Polycystic Ovary Syndrome (PCOS) is an endocrine disorder that affects women of reproductive age. It is characterized by the presence of small cysts on the ovaries, which leads to hormonal imbalances, particularly elevated levels of androgens (male hormones), and ovulation disturbances.
The main symptoms of PCOS include:
- Menstrual irregularities: Irregular or infrequent periods, or even the absence of menstruation.
- Hyperandrogenism: Increased levels of male hormones can lead to acne, excessive hair growth (hirsutism), and male-pattern baldness.
- Polycystic ovarian morphology: Small cysts on the surface of the ovaries are visible during ultrasound examination.
PCOS can have a negative impact on a woman's fertility as ovulation disorders make it difficult or impossible to conceive. Additionally, women with PCOS may be more prone to obesity, insulin resistance, type 2 diabetes, and cardiovascular diseases.
The exact cause of PCOS is not fully understood, but genetics, lifestyle, and environmental factors play important roles in its development. The diagnosis of PCOS involves thorough medical and hormonal screening, ultrasound examination, and ruling out other potential causes of similar symptoms.

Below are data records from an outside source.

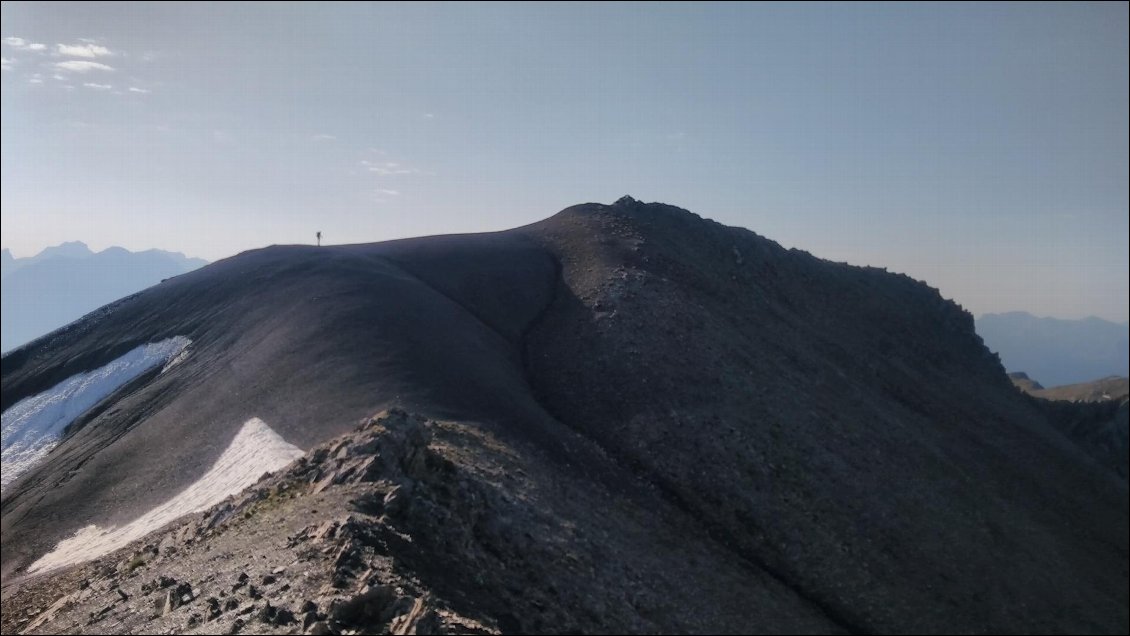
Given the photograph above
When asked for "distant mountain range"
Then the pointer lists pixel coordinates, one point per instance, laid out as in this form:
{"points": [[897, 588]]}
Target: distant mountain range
{"points": [[63, 282], [1054, 351], [623, 418]]}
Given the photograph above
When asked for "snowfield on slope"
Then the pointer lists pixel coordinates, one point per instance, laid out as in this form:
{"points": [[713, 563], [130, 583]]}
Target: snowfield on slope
{"points": [[32, 427], [255, 450]]}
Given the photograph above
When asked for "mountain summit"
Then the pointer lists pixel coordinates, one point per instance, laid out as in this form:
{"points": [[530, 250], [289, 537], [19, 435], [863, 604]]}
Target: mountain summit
{"points": [[622, 418]]}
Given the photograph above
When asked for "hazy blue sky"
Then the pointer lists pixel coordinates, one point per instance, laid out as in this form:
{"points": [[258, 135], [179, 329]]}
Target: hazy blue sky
{"points": [[980, 147]]}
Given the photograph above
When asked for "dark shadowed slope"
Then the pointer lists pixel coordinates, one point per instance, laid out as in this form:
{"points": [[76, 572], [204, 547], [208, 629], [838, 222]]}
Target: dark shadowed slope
{"points": [[839, 434], [63, 282]]}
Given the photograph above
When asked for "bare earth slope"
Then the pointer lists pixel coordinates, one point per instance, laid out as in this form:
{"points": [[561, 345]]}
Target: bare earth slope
{"points": [[808, 445]]}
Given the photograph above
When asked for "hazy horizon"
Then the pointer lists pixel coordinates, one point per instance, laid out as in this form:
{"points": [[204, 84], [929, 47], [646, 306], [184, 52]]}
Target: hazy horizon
{"points": [[981, 148]]}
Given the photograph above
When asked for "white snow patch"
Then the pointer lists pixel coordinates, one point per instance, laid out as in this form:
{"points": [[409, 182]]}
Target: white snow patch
{"points": [[31, 428], [254, 450]]}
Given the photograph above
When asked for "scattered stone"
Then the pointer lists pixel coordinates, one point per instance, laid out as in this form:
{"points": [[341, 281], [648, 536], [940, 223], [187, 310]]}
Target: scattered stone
{"points": [[307, 619], [214, 610]]}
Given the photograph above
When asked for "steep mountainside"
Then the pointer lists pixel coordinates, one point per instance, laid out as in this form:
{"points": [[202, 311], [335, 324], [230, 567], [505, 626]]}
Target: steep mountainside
{"points": [[631, 418], [1058, 351], [63, 282]]}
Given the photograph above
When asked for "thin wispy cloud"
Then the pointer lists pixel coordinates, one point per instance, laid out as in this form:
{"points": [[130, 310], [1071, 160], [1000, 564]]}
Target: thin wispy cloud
{"points": [[83, 66], [89, 51], [22, 44], [387, 168]]}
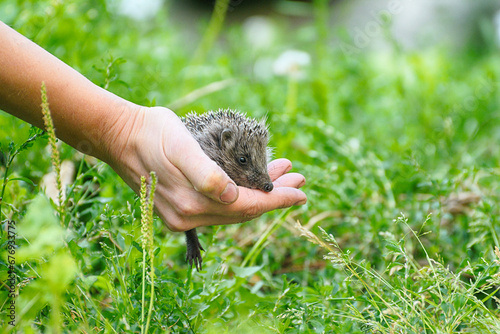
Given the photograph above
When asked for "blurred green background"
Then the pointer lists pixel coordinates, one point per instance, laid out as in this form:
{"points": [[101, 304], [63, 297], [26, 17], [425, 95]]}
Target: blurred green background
{"points": [[391, 111]]}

Treatment for PCOS includes lifestyle changes such as a healthy diet and regular physical activity, which can help normalize hormone levels. In some cases, hormonal medications may be prescribed to regulate menstruation and reduce androgen levels. For women with PCOS who want to conceive, medications to induce ovulation or assisted reproduction techniques may be recommended.
It's important for women with suspected PCOS to seek medical help and regularly monitor their health to prevent complications and improve overall quality of life.